Helpful Navigation Toolbar

Wednesday, August 26, 2015

Publicly announcing buatapa!!

Hello again readers and welcome back! Today's blog post is going to cover a small script that I developed called "buatapa". This was meant to be released several months ago, but steady case work has kept me busy. I finally carved out some development time to finish up this blog post and push it out publicly at long last!


According to the magic of Google Translate, "bua tapa" is the Irish Gaelic translation of the phrase "quick win". 

The phrase "quick win" translated to Irish Gaelic, thanks to Google Translate!
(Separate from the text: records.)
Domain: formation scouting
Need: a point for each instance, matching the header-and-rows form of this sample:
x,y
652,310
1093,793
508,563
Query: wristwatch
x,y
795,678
I decided to call my (GASP!) first publicly released Python script "buatapa" for a couple of reasons, with the main reasons being that it is very heavily based off of Brian Baskin's noriben personal malware sandbox, so I wanted to have a cool name for it as well. The results of this script have the potential to indeed give you a "quick win" with trying to find malware on a Windows system.

What buatapa does

The purpose of this script is to collect the data and then run the script against the collected data from a second machine (rather than performing the VirusTotal queries from the suspected compromised system itself) in case there is no network connectivity on the suspected compromised system (like a secured environment, POS environment, etc.) It simply works by parsing the results of autoruns.csv that is generated by Sysinternals autoruns on a Windows system. The script finds Unicode characters, anything that resembles a poweliks Registry entry, and anything that does not have a signed certificate. It then attempts to perform a VirusTotal hash lookup for any files with abnormal characters and unsigned entries and returns the results in an easy to read text file. 

How to set up buatapa

The first thing that is required to get the fullest functionality is to get a VirusTotal API. You can get your public API by heading over to VirusTotal and signing up for an account, if you do not already have one. 
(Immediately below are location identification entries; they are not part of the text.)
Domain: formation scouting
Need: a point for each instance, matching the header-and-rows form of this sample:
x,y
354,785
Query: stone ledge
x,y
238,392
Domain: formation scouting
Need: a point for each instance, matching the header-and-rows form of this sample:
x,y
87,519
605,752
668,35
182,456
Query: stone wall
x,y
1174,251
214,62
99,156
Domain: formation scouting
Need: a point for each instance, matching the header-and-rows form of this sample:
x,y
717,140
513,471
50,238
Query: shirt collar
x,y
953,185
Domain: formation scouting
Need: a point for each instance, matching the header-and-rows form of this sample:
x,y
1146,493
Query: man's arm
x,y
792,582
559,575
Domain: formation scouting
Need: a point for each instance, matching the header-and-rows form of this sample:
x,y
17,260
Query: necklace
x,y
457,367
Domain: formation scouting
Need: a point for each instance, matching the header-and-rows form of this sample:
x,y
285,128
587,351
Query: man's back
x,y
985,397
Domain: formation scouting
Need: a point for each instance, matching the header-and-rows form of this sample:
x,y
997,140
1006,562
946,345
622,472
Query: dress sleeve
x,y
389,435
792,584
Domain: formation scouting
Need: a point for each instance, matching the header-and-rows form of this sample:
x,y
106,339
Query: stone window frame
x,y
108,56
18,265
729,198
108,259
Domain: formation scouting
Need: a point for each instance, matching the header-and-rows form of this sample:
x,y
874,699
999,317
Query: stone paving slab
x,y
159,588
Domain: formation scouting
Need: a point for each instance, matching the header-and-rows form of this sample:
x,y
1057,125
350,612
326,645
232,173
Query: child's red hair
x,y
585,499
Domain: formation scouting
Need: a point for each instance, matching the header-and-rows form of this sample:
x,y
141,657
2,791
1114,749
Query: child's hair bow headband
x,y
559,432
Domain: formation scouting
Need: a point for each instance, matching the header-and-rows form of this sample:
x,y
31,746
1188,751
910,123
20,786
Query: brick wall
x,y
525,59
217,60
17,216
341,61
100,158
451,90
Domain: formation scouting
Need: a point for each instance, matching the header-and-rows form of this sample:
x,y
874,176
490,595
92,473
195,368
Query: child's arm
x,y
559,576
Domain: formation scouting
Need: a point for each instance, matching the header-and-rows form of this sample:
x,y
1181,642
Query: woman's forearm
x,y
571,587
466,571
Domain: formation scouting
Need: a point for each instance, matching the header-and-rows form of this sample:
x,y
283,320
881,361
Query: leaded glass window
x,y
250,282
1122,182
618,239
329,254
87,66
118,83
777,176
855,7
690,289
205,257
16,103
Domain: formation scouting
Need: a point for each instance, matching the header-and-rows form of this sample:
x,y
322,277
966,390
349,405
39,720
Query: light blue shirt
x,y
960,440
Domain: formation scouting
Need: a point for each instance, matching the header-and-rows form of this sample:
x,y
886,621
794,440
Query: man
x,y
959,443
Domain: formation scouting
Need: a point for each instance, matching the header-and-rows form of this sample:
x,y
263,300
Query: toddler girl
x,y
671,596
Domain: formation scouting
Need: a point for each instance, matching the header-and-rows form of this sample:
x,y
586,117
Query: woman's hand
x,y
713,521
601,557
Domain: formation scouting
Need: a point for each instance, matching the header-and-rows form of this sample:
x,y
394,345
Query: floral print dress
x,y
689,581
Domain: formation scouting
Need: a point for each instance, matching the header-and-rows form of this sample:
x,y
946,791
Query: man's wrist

Once you have your account, login to VirusTotal and choose the option under your username of "My API key"

"My API key" option on VirusTotal

When you choose that option, you will be presented with a page like this, which contains your API key. 

Page with your API key, settings, and rate limits

Note that the public API has rate limit queries, which are built into the script automatically (rather than running four in a minute and then waiting for 60 seconds; I chose to do one query every 15 seconds. You can of course modify the script to change the sleep time and query rate if you would like).
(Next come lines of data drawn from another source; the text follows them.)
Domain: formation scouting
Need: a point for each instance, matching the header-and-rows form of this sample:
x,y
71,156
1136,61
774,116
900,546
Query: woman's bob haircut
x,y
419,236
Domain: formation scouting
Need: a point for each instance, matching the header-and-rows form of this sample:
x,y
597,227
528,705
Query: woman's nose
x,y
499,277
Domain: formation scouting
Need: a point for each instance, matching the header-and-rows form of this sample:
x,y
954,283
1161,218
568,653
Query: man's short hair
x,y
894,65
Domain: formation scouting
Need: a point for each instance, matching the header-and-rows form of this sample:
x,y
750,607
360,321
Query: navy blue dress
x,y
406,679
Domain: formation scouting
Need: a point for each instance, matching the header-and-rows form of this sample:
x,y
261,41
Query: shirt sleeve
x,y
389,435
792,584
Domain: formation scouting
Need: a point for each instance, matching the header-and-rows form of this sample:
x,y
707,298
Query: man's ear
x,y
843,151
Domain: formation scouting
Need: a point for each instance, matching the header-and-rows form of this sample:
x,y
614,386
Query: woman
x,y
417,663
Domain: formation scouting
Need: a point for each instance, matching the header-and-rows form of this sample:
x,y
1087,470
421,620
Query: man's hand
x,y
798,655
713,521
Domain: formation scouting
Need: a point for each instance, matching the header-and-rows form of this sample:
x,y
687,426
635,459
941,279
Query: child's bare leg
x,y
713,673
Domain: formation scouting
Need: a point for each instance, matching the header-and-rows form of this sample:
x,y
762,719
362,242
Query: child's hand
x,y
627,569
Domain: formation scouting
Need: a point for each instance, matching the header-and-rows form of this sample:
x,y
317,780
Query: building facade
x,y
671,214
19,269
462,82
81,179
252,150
Highlight your API key and input it into the script. (It is the exact same code as Noriben, so if you are familiar with that, you should be familiar with this.)

Copy the API key to here (or here) in the script (buatapa and/or noriben)

It is very important to also install the "requests" Python library to your Python distribution if you have not already. I once again defer to Brian Baskin's Python experience (which admittedly dwarfs my own) as he stated:

"Without Requests it cannot do VirusTotal queries. That's the only internet-based functionality. So you have to install requests ("pip install requests")...Requests is the HTTP library that I use. The built-in Python libs are horrible."

So, make sure that you type in run the command 'pip install requests' from a command prompt before you run buatapa or noriben, in order to get the internet functionality that is needed to run the scripts!!

Type in 'pip install requests' from a command prompt to install Requests

Running buatapa

You will have to have Python either natively installed on your system or be running something like Active State Python in order to run buatapa. In order to run buatapa, simply open a command prompt and give the path of where the buatapa script resides. The script will automatically create the output text file in the directory the script was run from, so make sure you have read/write permissions to that directory. For example, don't run it from C:\Windows\System32 unless you open the command prompt with Administrative privileges. You must give the script the "-c" argument to open the autoruns.csv file. 

The results from running buatapa (NOTE: The script is name "" because it has my API key in it)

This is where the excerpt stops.